OpenStack preparation
You need to have external network (at least in the base variant of the installation which I was doing) and 2 Floating IPs which will be used as API IP and IP for apps endpoint. You also need to have flavor with at least 4 vCPU. Openshift installer will ask You about those things.
DNS
Installer will try to connect to the openshift cluster using domain name so You should have domains:
api.<cluster_name>.<base_domain>. IN A <API_FIP_IP>
*.apps.<cluster_name>.<base_domain>. IN A <APPS_FIP_IP>
For the development or testing purpose You can set it in some local dns server, like e.g. dnsmasq if You don’t control DNS entries for used domain.
Openshift secrerts
You need to pull secrets. It can be downloaded from https://try.openshift.com where You should login with Your Red Hat Developer account.
Install config file
You can run installer and give all requested data in the interactive shell. But that isn’t very efficient if You are spawning clusters many times. So You can also create file install-config.yaml which will contain all information required by the installer.
$ cat ./my-first-cluster/install-config.yaml
apiVersion: v1
baseDomain: "skaplons.cluster"
clusterID: "7060401a-60bc-4c49-b6c8-b76f8f18b580"
compute:
- name: worker
platform: {}
replicas: 1
controlPlane:
name: master
platform: {}
replicas: 3
metadata:
name: "skaplons"
networking:
clusterNetworks:
- cidr: 10.128.0.0/14
hostSubnetLength: 9
serviceCIDR: 172.30.0.0/16
machineCIDR: 10.196.0.0/16
platform:
openstack:
cloud: "upshift"
externalNetwork: "provider_net_shared"
region: "regionOne"
computeFlavor: "ocp-master"
lbFloatingIP: "<API_FIP_IP>"
ingressFloatingIp: "<APPS_FIP_ID>"
pullSecret: 'pull secret from try.openshift.com should be here'
sshKey: 'public ssh key should be here'
Installation
When all that is ready You can download and run installer:
$ wget https://mirror.openshift.com/pub/openshift-v4/clients/ocp/latest/openshift-install-linux.tar.gz
$ ./openshift-install create cluster --dir=./my-first-cluster
Now You can get some coffee and wait - installation should take about 30-40 minutes.
Cluster verification
To interact with Openshift cluster You need to have tool called oc which can be downloaded from cloud.redhat.com:
$ wget https://mirror.openshift.com/pub/openshift-v4/clients/ocp/latest/openshift-client-linux.tar.gz
$ tar zxfv openshift-client-linux.tar.gz
Now You should be able to interact with new cluster
$ export KUBECONFIG=`pwd`/my-first-cluster/auth/kubeconfig
$ ./oc whoami
system:admin
./oc get nodes 130 ↵
NAME STATUS ROLES AGE VERSION
skaplons-mptzf-master-0 Ready master 46m v1.19.0+d59ce34
skaplons-mptzf-master-1 Ready master 47m v1.19.0+d59ce34
skaplons-mptzf-master-2 Ready master 46m v1.19.0+d59ce34
skaplons-mptzf-worker-0-dbfb5 Ready worker 34m v1.19.0+d59ce34
You can also get link to the web console
$ oc whoami --show-console
Cluster management
Now, when cluster is installed You can manage it.
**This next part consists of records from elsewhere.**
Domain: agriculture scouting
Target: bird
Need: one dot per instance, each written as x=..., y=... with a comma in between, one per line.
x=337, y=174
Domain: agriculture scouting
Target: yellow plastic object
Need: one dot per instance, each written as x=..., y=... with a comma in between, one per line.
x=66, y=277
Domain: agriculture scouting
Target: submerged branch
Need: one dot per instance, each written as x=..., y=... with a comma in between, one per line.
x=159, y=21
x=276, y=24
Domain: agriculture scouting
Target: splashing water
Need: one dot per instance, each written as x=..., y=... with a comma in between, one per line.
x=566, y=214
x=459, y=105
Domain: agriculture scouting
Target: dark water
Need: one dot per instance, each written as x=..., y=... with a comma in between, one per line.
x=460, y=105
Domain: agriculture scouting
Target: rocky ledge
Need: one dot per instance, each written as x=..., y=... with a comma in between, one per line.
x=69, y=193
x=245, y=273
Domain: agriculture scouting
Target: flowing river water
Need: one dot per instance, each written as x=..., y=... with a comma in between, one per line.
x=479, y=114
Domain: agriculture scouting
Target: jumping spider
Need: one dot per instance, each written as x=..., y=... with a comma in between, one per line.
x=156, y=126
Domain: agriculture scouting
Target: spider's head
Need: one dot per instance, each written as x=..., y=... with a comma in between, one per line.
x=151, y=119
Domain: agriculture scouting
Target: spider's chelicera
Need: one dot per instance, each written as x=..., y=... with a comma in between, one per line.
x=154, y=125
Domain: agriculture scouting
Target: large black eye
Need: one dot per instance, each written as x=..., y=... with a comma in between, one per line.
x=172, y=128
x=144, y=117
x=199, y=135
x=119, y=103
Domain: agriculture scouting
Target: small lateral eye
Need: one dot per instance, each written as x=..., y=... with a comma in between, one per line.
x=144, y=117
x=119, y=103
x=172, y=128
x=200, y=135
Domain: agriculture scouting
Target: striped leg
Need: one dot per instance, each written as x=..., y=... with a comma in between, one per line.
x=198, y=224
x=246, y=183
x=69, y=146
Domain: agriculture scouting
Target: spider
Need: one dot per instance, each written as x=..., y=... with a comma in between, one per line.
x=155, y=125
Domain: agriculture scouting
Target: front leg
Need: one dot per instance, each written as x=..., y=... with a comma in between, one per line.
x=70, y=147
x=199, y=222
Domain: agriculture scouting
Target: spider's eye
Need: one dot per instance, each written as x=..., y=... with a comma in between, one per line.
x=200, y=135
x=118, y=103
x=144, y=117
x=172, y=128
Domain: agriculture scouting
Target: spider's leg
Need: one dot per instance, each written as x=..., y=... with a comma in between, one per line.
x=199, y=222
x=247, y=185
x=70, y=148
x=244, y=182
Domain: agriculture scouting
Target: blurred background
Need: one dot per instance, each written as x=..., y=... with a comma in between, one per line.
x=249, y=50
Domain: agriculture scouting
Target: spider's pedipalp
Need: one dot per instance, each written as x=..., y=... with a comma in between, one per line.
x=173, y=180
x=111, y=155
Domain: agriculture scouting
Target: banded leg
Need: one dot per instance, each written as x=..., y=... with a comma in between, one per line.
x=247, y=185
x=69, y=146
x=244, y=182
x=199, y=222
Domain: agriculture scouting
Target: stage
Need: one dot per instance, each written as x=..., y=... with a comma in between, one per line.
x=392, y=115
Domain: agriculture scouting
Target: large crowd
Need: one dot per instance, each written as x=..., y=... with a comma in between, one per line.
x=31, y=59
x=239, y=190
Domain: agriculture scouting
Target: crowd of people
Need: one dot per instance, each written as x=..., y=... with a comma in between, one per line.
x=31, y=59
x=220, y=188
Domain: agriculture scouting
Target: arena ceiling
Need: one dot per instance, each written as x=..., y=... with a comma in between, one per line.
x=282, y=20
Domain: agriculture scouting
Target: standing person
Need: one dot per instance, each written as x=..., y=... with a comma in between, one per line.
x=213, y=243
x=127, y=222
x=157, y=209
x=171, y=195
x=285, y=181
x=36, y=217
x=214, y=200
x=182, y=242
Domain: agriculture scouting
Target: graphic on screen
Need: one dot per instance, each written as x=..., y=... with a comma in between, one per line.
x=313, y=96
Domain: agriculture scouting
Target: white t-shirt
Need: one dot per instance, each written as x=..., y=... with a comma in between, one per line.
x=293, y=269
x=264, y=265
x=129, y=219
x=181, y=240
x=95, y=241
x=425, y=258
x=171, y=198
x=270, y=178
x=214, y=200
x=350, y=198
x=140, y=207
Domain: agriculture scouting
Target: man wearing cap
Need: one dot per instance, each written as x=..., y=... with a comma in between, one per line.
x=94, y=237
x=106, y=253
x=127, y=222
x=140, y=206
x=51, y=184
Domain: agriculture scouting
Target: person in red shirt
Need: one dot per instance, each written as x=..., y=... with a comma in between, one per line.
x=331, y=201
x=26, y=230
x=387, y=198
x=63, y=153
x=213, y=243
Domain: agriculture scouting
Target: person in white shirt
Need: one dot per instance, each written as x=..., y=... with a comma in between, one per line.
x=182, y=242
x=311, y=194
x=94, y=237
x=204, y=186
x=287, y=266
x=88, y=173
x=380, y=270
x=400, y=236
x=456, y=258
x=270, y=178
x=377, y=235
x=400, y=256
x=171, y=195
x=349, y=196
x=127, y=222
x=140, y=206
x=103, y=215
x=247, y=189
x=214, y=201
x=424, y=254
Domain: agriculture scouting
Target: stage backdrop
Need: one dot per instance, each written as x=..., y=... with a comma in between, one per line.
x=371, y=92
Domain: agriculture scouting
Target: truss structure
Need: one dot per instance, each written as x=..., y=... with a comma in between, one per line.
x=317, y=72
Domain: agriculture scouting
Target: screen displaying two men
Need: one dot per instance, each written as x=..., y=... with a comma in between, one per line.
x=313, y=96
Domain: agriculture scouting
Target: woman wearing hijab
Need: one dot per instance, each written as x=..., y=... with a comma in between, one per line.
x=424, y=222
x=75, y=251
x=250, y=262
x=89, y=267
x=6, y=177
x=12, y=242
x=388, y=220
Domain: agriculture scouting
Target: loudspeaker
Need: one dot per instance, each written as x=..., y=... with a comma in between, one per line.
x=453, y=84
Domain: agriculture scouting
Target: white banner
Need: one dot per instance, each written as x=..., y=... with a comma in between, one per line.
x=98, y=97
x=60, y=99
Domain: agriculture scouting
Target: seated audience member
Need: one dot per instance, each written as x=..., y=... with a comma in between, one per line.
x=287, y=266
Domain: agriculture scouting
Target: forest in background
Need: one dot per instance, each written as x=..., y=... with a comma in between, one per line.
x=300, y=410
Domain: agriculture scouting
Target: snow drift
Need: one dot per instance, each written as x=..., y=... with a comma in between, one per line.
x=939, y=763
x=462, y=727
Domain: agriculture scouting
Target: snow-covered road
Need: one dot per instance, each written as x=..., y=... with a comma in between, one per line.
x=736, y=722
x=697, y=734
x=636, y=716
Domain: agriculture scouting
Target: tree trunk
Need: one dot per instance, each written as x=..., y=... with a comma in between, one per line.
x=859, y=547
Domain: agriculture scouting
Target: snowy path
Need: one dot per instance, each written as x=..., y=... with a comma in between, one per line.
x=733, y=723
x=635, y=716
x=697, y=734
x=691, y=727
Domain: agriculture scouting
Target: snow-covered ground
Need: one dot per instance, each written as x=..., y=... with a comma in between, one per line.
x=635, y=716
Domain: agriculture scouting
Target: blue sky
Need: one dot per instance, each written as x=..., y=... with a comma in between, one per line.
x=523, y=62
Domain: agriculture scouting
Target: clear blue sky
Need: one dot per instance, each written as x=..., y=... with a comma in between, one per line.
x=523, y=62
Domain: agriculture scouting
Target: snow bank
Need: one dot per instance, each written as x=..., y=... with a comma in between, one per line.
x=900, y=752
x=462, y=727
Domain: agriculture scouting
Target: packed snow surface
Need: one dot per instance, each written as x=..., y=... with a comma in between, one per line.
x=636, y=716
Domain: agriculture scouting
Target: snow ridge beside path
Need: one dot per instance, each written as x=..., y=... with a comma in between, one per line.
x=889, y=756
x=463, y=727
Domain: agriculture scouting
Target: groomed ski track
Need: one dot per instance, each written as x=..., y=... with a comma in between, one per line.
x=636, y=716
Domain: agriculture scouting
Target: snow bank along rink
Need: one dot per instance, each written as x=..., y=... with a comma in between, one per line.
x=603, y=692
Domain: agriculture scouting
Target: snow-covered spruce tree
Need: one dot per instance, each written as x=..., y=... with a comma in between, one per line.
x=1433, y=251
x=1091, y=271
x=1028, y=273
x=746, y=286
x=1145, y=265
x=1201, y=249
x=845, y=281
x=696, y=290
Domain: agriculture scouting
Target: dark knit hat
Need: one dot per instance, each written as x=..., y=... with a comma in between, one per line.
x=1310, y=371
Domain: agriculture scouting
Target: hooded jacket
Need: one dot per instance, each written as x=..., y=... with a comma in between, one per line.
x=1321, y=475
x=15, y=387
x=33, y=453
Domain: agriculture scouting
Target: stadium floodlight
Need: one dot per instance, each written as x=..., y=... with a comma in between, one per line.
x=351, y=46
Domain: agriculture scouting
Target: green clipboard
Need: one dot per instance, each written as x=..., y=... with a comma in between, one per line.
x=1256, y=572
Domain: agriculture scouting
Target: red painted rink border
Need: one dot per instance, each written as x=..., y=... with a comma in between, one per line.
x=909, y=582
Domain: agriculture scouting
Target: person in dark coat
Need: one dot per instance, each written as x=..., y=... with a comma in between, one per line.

Nodes in openshift cluster are managed by machine API. To list nodes You can run command:
$ ./oc get machines -n openshift-machine-api
NAME PHASE TYPE REGION ZONE AGE
skaplons-mptzf-master-0 Running ocp-master regionOne nova 80m
skaplons-mptzf-master-1 Running ocp-master regionOne nova 80m
skaplons-mptzf-master-2 Running ocp-master regionOne nova 80m
skaplons-mptzf-worker-0-dbfb5 Running ocp-master regionOne nova 78m
You can also get much more details about specific node:
$ ./oc describe machine skaplons-mptzf-worker-0 -n openshift-machine-api
<cut output here>
Of course You can do much more like listing all cluster control plane, or list region name of the nodes etc. but I will not list all possible commands here. For example to list all nodes and their flavor You can use command:
$ ./oc get machines -n openshift-machine-api -o jsonpath='{range .items[*]}{"\n"}{.metadata.name}{"\t"}{.spec.providerSpec.value.flavor}{end}{"\n"}'
skaplons-mptzf-master-0 ocp-master
skaplons-mptzf-master-1 ocp-master
skaplons-mptzf-master-2 ocp-master
skaplons-mptzf-worker-0-dbfb5 ocp-master
Machines can be grouped in machinesets which can be listed with command:
$ ./os get machinesets -n openshift-machine-api
NAME DESIRED CURRENT READY AVAILABLE AGE
skaplons-mptzf-worker-0 1
Scalling workers in machineset
You can scale up/down nodes in the machineset with command like:
$ ./oc scale machineset skaplons-mptzf-worker-0 --replicas=2 -n openshift-machine-api
If You are scalling nodes down to e.g. 0 workes, worker may not be really deleted but stay in Deleting state until You will add other workers e.g. in different region becuase existing pods needs to be moved somewhere before worker will be deleted.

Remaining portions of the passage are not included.